Sancar’a göre kadın ve erkek özellikleri olarak tanımlanan cinsiyet özelliklerinin, birbirine zıt ya da birbirini tamamlayan ideolojik bir kurgu olduğuna dikkat çeker (2009: 184).

Demren’e göre erkeklik, kadınlığın karşıtı olarak “kadınsı” veya “kadın olmayan” şeklinde varsayılarak sınırlandırılmakta ve inşa edilmektedir. Özellikle iktidar, erkekliğe bağlı öznelliklerle doğrudan bir ilişki içerisindedir. İktidar bir bakıma “erkeklik”le aynı düzeyde ve eşittir. Yani iktidar eşittir erkeklik demektir. Erkekliğe ait form ve hegemonik öznellikler iktidara dair kurulur. Kadınlıklar da erkeklikle bağdaştırılan bu iktidarın vazgeçilmez bir tamamlayıcı ve bütünleme olarak inşa edilir (Demren, 2001: 80).

Tüm toplumlarda bir ideal haline getirilmiş ve toplum tarafından kabul görmüş aynı zamanda da bütün toplum tarafından paylaşılan kimlik parçacıkları vardır. Bu kimlik parçacıkları (güçlü-kuvvetli, vatansever, koruyan, egemen, v.b) genel olarak sorgulanmayan ve tüm erkekler tarafından az veya çok paylaşın unsurlardır. Bu kimlik parçacıklarının herkes tarafından paylaşılmasının sebebi, toplum içerisinde erkekler için en çok saygınlık gören ve zaman zaman kutsal görülen kimlik parçacıkları olmasıdır. Bu saygınlığın sebebi ise bahsedilen kimlik parçacıklarının ataerkil hiyerarşi ilişkilerini çok kolay yeniden üretmesidir. Üstelik bu parçacıklarının birçoğu, sistem tarafından empoze edilip kazandırılıp daha önce edinilmiş olan kimlik parçacıkları ise sistemli bir hale getirilir.
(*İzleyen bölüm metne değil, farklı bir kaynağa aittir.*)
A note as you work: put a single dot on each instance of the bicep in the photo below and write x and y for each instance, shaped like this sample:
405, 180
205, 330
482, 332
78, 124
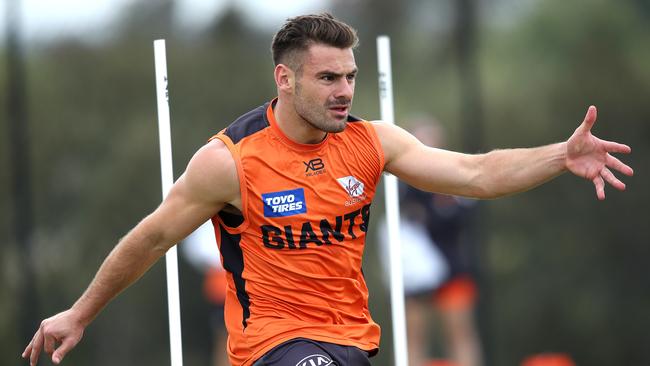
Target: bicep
424, 167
Kuvvetli, sert, mücadeleci, yurtsever, duygularına hakim olmak gibi belli başlı kimlik parçacıkları her erkek tarafından yerine getirebilecek özellikler olmayabilir. Askerlik, ideolojik örgütlenme, aile gibi unsurlar, erkekleri bu parçacıkları özümsemeye ve bunlara uygun şekilde davranmaya zorlamaktadır. Hiyerarşik şeklide oluşturulan ilişkiler mücadele etmeyi, soğukkanlı ve sert olmayı gerektirmektedir. Örneğin özellikle askerlik kurumu, erkekleri bu hiyerarşik ilişkilere hazır hale getirir. Hiyerarşi ile iktidar kurma sıkı ilişki içerisindedir (Demren, 2001: 4).

Erkeklik iktidar kurma pratiğidir. Bu bağlamda kamusal alan da erkek egemenliğine sunulmuş bir iktidar pratiği alanıdır. Kamusal alan erkeğe atfedildiği için ve onlara göre biçimlendirildiği için devlet iktidarı da erkek hâkimiyeti altındadır. Bir bakıma iktidarın devam etmesi erkek egemenliğine dayanır. Bir diğer iktidar pratiği de kadın ve erkek arasındaki eşitsizlik durumu ve hegemonik ya da heteroseksüel olmayan (öteki) erkekle karşısında yer alan erkekliğin eşitsizlik durumudur. Ataerkil iktidarın sürekliliği için bu eşitsiz durumun devam ettirilmesi gerekir.